Buonasera, le scrivo per parlare con lei di un problema che mi affligge ormai da parecchio tempo.

Non riesco a innamorarmi di nessuno. Ho avuto storie, storielle, ma niente non sono mai riuscita a legarmi davvero. Mi chiedo come sia possibile.

Mi sento molto molto confusa, una confusione mentale che non so come uscirne, passo lunghi periodi di solitudine dove non ho assolutamente voglia di conoscere nessun ragazzo, l'idea mi fa spaventa davvero.

Quando cerco di lanciarmi in una possibile relazione si rivela del tutto negativa, sempre con persone che non hanno molta voglia di impegnarsi, ci rimango male forse, se va bene una settimana, ma poi mi passa e mi rendo conto che alla fine non è che mi interessasse più di tanto.

Mi sono completamente chiusa a riccio da questo punto di vista, mi pongo spesso molte domande quando conosco qualcuno, del tipo "ma sono davvero pronta per una relazione seria"? Insomma domande di questo genere.

Penso che tutto questo sia anche legato al fatto che ho avuto una relazione molto turbolenta e travagliata con un ragazzo che mi ha davvero fatto soffrire molto, ne ero davvero innamorata, tutte le emozioni che provavo con lui erano bellissime, poi la cosa è finita e ancora oggi ne soffro a distanza di 8 mesi.

Che cosa posso fare, per superare queste mura?

Cara F.,

non è un dovere essere pronti per innamorarsi e condividere il resto della vita con qualcuno.
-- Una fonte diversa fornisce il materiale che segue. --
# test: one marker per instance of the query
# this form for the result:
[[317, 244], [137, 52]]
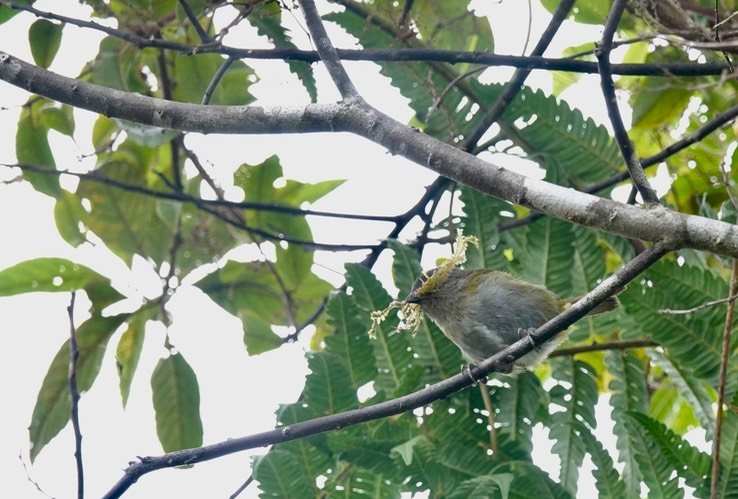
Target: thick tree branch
[[652, 224], [440, 390]]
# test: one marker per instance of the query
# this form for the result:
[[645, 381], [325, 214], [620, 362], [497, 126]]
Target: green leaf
[[405, 266], [59, 118], [487, 486], [176, 398], [692, 340], [518, 403], [586, 13], [452, 26], [531, 481], [690, 464], [728, 483], [659, 101], [251, 292], [126, 221], [267, 19], [608, 481], [53, 405], [657, 472], [328, 388], [481, 219], [45, 39], [391, 349], [349, 339], [119, 65], [144, 135], [32, 147], [279, 475], [194, 73], [578, 401], [103, 132], [128, 351], [258, 336], [692, 389], [628, 387], [589, 261], [57, 274], [550, 251], [69, 214]]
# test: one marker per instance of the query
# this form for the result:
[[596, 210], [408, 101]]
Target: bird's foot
[[528, 333]]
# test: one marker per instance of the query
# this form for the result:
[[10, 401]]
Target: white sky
[[239, 394]]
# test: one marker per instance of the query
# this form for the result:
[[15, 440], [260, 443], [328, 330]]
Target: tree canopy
[[640, 203]]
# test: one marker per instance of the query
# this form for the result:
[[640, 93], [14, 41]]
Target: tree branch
[[653, 224], [186, 198], [437, 391], [327, 52], [75, 396], [668, 70], [635, 169]]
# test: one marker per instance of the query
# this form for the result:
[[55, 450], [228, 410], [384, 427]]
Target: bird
[[483, 311]]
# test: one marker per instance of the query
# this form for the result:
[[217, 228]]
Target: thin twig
[[185, 198], [716, 30], [607, 345], [705, 305], [217, 77], [75, 396], [728, 188], [724, 358], [194, 21], [328, 53], [515, 85], [399, 405], [635, 169], [715, 123], [668, 70]]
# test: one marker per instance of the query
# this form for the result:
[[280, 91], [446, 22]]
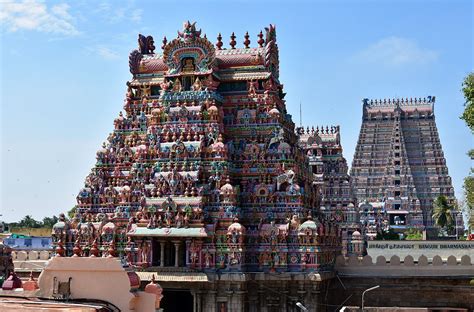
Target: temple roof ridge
[[394, 102]]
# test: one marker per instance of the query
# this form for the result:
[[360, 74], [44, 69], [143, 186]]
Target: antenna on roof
[[301, 120]]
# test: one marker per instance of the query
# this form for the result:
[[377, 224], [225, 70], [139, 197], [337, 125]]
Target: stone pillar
[[284, 296], [239, 304], [162, 255], [230, 302], [176, 254]]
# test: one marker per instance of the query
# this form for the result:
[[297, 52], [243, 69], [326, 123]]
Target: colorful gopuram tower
[[399, 167], [203, 185], [330, 176]]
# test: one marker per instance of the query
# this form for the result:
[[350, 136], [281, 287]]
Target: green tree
[[468, 90], [468, 117], [443, 213], [413, 234]]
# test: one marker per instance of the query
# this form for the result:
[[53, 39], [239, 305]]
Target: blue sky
[[64, 66]]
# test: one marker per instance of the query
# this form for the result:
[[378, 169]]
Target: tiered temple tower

E' piuttosto un miracolo, che non è affatto detto che accada e se accade non si sa quando e non si può prevedere.

Indubbiamente ognuno di noi, nessuno escluso, ha una ricca gamma di difese contro il legame, difese che portano alle reazioni più diverse, come per esempio sposare una persona che non si ama oppure non creare mai relazioni durature.
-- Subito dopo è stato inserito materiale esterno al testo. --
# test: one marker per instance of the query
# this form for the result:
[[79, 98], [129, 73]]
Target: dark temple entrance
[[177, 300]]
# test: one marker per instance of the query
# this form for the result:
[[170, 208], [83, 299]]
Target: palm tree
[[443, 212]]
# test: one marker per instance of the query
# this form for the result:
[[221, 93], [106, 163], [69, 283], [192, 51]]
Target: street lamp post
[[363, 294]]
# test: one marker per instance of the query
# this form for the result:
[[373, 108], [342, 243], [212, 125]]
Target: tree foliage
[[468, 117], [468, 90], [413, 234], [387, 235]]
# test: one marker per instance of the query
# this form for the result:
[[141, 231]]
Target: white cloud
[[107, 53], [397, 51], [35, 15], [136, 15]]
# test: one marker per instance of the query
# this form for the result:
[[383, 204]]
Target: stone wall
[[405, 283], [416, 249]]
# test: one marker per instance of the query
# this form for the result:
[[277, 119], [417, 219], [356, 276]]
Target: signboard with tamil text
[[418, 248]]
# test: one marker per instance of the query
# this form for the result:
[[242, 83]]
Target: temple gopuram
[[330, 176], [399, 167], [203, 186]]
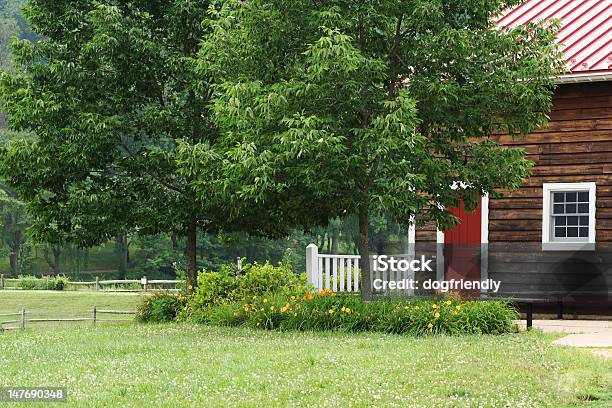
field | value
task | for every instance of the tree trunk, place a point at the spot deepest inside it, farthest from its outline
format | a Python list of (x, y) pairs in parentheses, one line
[(364, 252), (335, 239), (404, 241), (54, 263), (122, 255), (57, 251), (192, 249), (380, 246), (15, 251)]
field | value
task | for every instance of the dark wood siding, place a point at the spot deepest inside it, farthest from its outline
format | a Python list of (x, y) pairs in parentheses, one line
[(575, 147)]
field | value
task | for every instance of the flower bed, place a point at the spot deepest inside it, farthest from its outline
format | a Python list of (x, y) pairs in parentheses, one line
[(327, 310)]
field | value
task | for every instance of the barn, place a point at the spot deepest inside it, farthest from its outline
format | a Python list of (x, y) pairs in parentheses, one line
[(550, 240)]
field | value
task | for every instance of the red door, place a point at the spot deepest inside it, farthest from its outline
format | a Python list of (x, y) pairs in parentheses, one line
[(462, 248)]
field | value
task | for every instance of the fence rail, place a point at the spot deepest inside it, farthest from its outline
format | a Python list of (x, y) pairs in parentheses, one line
[(99, 284), (24, 320)]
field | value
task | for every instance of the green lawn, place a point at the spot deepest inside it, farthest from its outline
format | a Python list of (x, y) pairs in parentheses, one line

Una donna spesso sente una sorta di chiamata, diciamo, etica al matrimonio e alla maternità; ma posso garantirti che in buona parte, inconsapevole, nasconde tanta paura e tanta voglia di libertà ed indipendenza.

La domanda non è perché non riesci ad innamorarti, ma cosa in questo momento della tua vita vuoi davvero, al di là di ciò che ritieni sia giusto in astratto e ideologicamente.

Non essere "pronta per una reazione seria" non è una colpa, è una faccenda molto personale da accogliere ed elaborare con i propri tempi.

Quando conosci qualcuno, conoscilo e basta, senza domande, propositi o altro, conoscilo per quello che è, per ciò che potete darvi, e segui la naturale evoluzione della cosa senza metterci di mezzo niente che non accada spontaneamente.

Infine, per parlare della relazione che ti ha fatto soffrire, ti dico: se qualcuno ci fa così tanto soffrire, e non soffre altrettanto per noi, è sicuramente un abbaglio. Una relazione non simmetrica destinata a finire, ma che ci regala l'illusione di esserci innamorati.